Bill Walsh, A Baseball Mind in a Football World

Bill Walsh passed away today, after a four-year bout with leukemia. He was 75 years old.

Bill Walsh was to the NFL what Google is to the internet of today. He came to his first and only head coaching job late in his career (47 years of age), but reinvented the offensive game with such simplicity and elegance, people hardly knew whether to praise, badmouth, or fear it. Heavily schooled in the so-called vertical game, he knew its holes and how defenses prepared for it. He not only found the players who could help him punch holes in defenses tolerant of short passing gains (most notably Joe Montana and Jerry Rice), but also drafted equally formidable defensive players like Ronnie Lott and Charles Haley.

So, how many Super Bowls in how many years as head coach? Three in ten years. The 49ers also won the Super Bowl the year after Walsh's departure, with Walsh's long-time defensive coordinator George Seifert as head coach. I consider Seifert largely underrated by football fans, owing to Walsh's long shadow, but still I think giving Walsh a silent assist on that season by no means suggests Seifert coasted through it; only one program was ever so good it didn't matter who was coaching. (It's worth mentioning, by the way, that the Seifert's 49ers came close to a third consecutive Super Bowl appearance, but for the New York Giants.)

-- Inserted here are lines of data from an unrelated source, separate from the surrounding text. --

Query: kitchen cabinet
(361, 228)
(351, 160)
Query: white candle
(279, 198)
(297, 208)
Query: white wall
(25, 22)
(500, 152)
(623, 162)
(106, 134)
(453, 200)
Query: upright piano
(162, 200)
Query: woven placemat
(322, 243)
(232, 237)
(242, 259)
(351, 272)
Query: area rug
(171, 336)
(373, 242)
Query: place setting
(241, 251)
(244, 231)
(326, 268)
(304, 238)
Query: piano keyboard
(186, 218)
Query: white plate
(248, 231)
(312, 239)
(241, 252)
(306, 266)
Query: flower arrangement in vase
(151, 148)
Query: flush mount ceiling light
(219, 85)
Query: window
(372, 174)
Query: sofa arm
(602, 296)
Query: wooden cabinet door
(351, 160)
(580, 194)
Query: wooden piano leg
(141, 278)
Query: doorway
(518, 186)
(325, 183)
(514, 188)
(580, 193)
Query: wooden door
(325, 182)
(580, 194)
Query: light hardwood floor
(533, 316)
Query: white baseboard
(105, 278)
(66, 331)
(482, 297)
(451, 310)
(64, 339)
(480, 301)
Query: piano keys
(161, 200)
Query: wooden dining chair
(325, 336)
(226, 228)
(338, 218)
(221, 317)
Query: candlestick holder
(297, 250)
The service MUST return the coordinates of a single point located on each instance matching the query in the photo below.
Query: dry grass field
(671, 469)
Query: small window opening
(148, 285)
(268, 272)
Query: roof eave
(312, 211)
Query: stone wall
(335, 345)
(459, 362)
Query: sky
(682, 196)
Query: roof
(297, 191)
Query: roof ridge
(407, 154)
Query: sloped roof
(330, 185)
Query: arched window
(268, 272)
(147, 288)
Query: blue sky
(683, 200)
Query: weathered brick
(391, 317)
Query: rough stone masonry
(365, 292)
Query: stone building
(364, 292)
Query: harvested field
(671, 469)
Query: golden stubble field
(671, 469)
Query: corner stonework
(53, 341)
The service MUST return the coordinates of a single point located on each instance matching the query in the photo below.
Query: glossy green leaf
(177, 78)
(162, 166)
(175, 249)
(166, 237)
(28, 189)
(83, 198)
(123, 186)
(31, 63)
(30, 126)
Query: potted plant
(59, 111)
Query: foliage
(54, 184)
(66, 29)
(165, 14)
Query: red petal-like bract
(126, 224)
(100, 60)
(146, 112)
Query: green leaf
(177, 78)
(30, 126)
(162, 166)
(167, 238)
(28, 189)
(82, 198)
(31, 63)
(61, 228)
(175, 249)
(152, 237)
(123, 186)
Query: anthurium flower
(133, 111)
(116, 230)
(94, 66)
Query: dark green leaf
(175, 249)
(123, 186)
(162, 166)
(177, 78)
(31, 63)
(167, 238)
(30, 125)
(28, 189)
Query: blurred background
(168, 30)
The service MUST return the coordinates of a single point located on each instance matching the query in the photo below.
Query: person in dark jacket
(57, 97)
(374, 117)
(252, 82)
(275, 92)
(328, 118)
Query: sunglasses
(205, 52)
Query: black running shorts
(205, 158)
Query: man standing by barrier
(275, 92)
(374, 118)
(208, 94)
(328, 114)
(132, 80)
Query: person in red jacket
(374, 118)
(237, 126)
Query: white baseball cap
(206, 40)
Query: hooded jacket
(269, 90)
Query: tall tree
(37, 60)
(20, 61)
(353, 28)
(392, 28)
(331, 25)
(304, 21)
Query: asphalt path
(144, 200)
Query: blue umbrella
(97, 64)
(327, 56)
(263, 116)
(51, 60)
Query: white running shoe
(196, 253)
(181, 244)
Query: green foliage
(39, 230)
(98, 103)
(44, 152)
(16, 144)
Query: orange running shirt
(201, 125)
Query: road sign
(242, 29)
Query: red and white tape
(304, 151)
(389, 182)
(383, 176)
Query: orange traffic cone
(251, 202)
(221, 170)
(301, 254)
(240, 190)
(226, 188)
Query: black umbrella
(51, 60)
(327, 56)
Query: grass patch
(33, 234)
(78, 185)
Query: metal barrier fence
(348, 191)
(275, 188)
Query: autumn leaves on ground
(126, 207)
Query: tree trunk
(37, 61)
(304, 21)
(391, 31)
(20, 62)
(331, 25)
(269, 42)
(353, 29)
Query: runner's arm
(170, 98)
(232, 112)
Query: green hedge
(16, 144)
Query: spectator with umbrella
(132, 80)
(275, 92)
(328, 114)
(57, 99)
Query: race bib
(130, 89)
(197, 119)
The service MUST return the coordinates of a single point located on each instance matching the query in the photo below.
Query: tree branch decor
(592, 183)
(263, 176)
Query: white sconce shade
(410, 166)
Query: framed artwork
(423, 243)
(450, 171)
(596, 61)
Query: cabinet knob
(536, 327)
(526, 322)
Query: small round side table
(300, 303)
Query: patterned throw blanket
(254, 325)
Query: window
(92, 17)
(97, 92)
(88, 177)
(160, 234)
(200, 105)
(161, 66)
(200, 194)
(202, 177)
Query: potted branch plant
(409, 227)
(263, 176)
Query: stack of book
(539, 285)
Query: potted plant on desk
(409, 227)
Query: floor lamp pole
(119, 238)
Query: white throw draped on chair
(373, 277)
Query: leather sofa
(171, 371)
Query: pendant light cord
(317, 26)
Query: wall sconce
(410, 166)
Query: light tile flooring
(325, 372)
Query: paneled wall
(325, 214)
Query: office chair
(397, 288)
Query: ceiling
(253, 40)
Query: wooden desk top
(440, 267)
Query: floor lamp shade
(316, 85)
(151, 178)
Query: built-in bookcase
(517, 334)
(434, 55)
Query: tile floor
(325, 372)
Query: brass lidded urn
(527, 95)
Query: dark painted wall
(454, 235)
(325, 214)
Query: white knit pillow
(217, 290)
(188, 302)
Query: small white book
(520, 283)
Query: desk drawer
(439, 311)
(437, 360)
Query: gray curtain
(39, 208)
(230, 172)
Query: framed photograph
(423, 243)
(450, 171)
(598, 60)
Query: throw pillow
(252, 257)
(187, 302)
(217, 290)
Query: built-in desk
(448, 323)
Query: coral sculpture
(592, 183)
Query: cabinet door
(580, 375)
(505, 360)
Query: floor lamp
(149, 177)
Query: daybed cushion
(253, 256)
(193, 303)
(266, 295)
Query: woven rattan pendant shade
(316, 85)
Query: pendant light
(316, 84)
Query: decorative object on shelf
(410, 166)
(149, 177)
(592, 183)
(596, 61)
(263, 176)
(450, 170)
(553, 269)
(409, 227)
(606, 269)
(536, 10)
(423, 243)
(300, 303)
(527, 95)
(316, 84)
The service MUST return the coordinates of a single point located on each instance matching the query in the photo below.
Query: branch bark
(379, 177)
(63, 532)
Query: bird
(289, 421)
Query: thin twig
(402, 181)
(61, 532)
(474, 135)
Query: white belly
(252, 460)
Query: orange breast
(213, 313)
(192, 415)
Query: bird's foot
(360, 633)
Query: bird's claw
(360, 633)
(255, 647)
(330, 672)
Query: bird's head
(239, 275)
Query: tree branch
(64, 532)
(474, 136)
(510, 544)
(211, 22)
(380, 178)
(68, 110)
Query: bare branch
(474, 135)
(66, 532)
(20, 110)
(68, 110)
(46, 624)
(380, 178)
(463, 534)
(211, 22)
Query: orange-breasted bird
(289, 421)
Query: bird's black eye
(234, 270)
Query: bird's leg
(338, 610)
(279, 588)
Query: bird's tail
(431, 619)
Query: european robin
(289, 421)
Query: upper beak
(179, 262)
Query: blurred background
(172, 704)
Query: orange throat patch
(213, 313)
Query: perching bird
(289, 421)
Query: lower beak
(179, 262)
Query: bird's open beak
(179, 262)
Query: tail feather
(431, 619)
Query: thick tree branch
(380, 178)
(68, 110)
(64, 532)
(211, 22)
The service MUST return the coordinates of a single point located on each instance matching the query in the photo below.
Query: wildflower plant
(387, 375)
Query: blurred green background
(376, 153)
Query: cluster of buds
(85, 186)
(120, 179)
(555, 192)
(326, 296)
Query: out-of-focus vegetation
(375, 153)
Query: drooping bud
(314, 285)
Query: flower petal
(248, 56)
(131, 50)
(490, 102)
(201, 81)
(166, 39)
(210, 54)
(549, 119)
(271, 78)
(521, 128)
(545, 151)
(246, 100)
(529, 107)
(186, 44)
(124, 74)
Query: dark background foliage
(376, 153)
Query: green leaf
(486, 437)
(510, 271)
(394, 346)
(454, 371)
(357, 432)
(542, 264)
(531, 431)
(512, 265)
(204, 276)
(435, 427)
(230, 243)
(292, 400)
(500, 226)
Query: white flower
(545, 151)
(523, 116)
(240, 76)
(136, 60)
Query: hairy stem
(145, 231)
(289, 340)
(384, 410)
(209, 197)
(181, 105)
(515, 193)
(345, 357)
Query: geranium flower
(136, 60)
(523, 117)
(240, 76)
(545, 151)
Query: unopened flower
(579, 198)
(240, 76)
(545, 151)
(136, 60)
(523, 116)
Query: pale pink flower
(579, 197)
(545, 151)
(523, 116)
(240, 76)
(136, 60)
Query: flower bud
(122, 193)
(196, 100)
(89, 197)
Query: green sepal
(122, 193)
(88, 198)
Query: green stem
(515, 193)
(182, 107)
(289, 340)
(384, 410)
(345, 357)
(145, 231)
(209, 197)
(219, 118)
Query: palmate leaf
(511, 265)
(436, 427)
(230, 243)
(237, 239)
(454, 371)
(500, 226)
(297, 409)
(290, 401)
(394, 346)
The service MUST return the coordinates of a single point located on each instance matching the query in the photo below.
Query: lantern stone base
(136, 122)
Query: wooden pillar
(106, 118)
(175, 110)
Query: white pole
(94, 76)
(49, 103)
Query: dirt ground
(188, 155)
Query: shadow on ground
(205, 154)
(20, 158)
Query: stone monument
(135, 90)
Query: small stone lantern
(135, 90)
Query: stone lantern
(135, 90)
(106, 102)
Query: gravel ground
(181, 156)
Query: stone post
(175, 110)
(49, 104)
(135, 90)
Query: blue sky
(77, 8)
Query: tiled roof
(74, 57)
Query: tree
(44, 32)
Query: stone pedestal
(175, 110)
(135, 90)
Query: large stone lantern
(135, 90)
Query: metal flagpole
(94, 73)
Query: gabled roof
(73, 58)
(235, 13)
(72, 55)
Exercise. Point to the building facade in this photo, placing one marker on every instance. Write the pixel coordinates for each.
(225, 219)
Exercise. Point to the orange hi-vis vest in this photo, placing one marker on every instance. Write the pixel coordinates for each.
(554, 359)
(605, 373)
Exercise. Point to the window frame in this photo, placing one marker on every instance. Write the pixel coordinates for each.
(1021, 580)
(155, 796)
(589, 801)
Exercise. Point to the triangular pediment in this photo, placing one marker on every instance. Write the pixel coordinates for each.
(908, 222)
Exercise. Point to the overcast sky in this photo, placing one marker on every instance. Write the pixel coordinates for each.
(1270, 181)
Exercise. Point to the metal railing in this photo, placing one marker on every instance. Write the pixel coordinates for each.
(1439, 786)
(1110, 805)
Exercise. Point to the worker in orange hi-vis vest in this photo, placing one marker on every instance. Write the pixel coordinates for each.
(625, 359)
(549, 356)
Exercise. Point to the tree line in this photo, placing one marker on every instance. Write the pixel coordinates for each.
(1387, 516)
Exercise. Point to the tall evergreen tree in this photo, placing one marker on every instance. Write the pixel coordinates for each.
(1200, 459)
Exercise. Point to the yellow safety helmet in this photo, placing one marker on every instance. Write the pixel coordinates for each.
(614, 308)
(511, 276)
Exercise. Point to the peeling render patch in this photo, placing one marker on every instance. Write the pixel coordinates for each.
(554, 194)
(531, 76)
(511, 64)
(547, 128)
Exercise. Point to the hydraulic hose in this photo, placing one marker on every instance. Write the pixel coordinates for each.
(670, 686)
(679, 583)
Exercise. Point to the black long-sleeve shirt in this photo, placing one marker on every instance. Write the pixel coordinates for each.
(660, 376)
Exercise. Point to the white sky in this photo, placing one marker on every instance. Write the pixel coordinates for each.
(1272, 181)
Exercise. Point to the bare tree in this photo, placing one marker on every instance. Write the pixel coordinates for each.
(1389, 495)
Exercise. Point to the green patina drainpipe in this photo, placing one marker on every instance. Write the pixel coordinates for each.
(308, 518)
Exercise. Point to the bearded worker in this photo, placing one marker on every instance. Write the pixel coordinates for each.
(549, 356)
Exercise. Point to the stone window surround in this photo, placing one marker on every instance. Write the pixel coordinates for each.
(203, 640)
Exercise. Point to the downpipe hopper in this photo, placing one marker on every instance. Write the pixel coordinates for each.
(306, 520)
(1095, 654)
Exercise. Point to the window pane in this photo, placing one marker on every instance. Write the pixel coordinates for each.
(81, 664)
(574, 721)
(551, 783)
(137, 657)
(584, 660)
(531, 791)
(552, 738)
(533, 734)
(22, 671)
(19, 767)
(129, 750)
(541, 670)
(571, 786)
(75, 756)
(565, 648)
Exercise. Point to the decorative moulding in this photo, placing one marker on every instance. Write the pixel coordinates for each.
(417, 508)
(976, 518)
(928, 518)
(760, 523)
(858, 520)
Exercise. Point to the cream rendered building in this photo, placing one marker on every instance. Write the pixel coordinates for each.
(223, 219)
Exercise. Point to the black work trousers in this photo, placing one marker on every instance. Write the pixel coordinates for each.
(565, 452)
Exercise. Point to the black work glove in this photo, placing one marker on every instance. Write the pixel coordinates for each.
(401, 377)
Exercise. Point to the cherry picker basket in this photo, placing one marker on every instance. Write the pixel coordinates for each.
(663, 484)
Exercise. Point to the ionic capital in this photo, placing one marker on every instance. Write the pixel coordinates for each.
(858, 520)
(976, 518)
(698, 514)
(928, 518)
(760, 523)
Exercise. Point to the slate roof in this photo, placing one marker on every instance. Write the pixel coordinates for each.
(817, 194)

Like many people who share his caliber of intellect, Walsh had a hard time suffering fools, idle second-guessing, and simply not getting his way when convinced he was right. Success notwithstanding, individual brilliance only goes so far in a team/corporate environment before people want to work in some different way. Today it is Walsh's impact on the game, rather than the 49er franchise, that stands out. Counting the number of Walsh disciples who have become head coaches takes up more than a few fingers. Every major change in defensive strategy over the last 25 years responds to the West Coast Offense. There was a time when it became common wisdom to use six defensive backs in must-hold situations against the 49ers. That's the equivalent of triple-guarding a key player, or shifting your outfielders in center and left field only.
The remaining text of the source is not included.